Chacune, chacun connaît le terme de Vertu pour l’avoir entendu souvent, pratiqué bien sûr, depuis de nombreuses années.
Étymologiquement, vertu vient du latin VIR qui signifie homme. Ce n’est qu’un simple déterminant qui dessine l’aptitude personnelle à procéder avec persévérance, selon les principes et les valeurs qui nous importent.
Le principe est l’axe intime de l’individu, qui procure et conforte son ossature morale. La valeur s’associe à la droiture humaine, au respect de soi et des autres.
Tous deux n’ont de réelle existence qu’en dépassant le cadre postiche du vœu pieux, pour être actés sous réserve de faire usage de la Force-Courage.
Trois familles de vertus s’entrecroisent et cohabitent : les vertus cardinales, théologales et divines.
Les vertus cardinales nous intéressent aujourd’hui car elles sont d’ordre humain.
Par elles, l’individu doit mettre au jour ses capacités sous-jacentes d’agir en homme digne et debout.
Elles s’expriment en un milieu, plus exactement dans le juste milieu, point médian entre l’excès et le défaut. Elles ordonnent une vigilance en soi pour éviter qu’elles ne s’altèrent par ennui, exagération ou toute autre raison.
L’on peut perdre une vertu et une vertu peut se perdre en remplaçant sa mesure par la passion d’elle-même.
Pour la conserver, il faut l’entretenir, l’abreuver.

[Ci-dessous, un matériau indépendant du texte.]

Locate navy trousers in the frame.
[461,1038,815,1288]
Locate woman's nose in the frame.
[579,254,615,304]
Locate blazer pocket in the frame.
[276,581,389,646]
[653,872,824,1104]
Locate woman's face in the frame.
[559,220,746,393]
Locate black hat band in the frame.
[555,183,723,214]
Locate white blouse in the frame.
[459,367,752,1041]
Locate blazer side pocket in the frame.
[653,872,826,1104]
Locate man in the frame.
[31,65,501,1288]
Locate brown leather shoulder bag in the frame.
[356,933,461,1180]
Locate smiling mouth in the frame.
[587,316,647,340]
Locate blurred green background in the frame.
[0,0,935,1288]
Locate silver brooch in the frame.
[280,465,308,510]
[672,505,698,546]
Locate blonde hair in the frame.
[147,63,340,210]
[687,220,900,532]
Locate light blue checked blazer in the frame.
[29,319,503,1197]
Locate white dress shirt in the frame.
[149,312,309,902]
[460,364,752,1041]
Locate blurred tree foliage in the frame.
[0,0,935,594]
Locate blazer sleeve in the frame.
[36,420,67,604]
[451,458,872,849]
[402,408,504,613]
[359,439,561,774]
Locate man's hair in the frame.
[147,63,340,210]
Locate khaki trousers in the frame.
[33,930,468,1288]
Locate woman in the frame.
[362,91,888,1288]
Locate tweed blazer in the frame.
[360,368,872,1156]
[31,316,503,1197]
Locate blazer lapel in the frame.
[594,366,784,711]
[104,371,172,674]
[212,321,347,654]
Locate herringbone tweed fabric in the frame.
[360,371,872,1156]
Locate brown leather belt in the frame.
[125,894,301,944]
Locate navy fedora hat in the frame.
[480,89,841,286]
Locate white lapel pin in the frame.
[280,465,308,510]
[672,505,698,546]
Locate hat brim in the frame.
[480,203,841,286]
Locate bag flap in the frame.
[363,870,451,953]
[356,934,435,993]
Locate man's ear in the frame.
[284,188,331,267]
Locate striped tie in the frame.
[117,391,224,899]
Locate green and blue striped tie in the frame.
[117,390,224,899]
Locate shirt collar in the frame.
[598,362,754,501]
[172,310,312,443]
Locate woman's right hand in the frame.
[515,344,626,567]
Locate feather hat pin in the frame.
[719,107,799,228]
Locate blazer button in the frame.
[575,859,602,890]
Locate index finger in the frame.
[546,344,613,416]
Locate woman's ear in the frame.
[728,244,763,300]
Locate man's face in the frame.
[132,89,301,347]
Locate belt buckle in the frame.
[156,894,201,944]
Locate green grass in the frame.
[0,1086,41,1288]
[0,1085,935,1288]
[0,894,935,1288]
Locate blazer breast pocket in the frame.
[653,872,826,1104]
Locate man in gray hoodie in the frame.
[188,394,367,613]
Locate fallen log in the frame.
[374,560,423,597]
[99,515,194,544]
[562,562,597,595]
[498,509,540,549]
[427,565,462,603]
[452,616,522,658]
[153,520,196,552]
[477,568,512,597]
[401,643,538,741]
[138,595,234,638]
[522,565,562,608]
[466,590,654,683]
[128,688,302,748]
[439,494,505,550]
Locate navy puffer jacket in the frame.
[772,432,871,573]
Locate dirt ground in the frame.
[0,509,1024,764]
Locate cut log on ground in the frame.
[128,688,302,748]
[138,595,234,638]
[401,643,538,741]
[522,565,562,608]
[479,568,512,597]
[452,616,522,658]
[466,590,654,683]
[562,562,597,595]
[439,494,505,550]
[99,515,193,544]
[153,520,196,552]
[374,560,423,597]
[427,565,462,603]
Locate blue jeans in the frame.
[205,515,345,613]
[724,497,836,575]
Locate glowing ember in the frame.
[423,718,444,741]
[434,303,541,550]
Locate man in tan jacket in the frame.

La Prudence travaille à la constitution de la « bonne vie », la vie droite et noble. Elle souffle l’équilibre des choix et se constitue par la mémoire, la compréhension, l’attention mais exclut la peur, ferment de la déraison.
La Tempérance est à la fois maîtrise de soi et sobriété. Elle réfute l’ascétisme débordant. Elle circonscrit la passion déferlante, le flot des désirs, par l’usage de la raison, de la volonté et du cœur. En faisant appel à la mesure de l’émotion, elle fertilise la pondération des actes et des pensées.

La Force-Courage, Fortitudo en latin, est souvent traduit par erreur en force au lieu de courage. C’est la résolution maîtrisée, l’aptitude à braver et à vaincre, si nécessaire, les défis et les peurs. Ce courage ne fait pas disparaître la crainte ou l’effroi, il est la capacité à agir malgré l’adversité. Son élément premier est le don de soi, la générosité et la résolution qui font retentir les actions appropriées.
Ce n’est donc pas la force physique, mais celle de l’âme.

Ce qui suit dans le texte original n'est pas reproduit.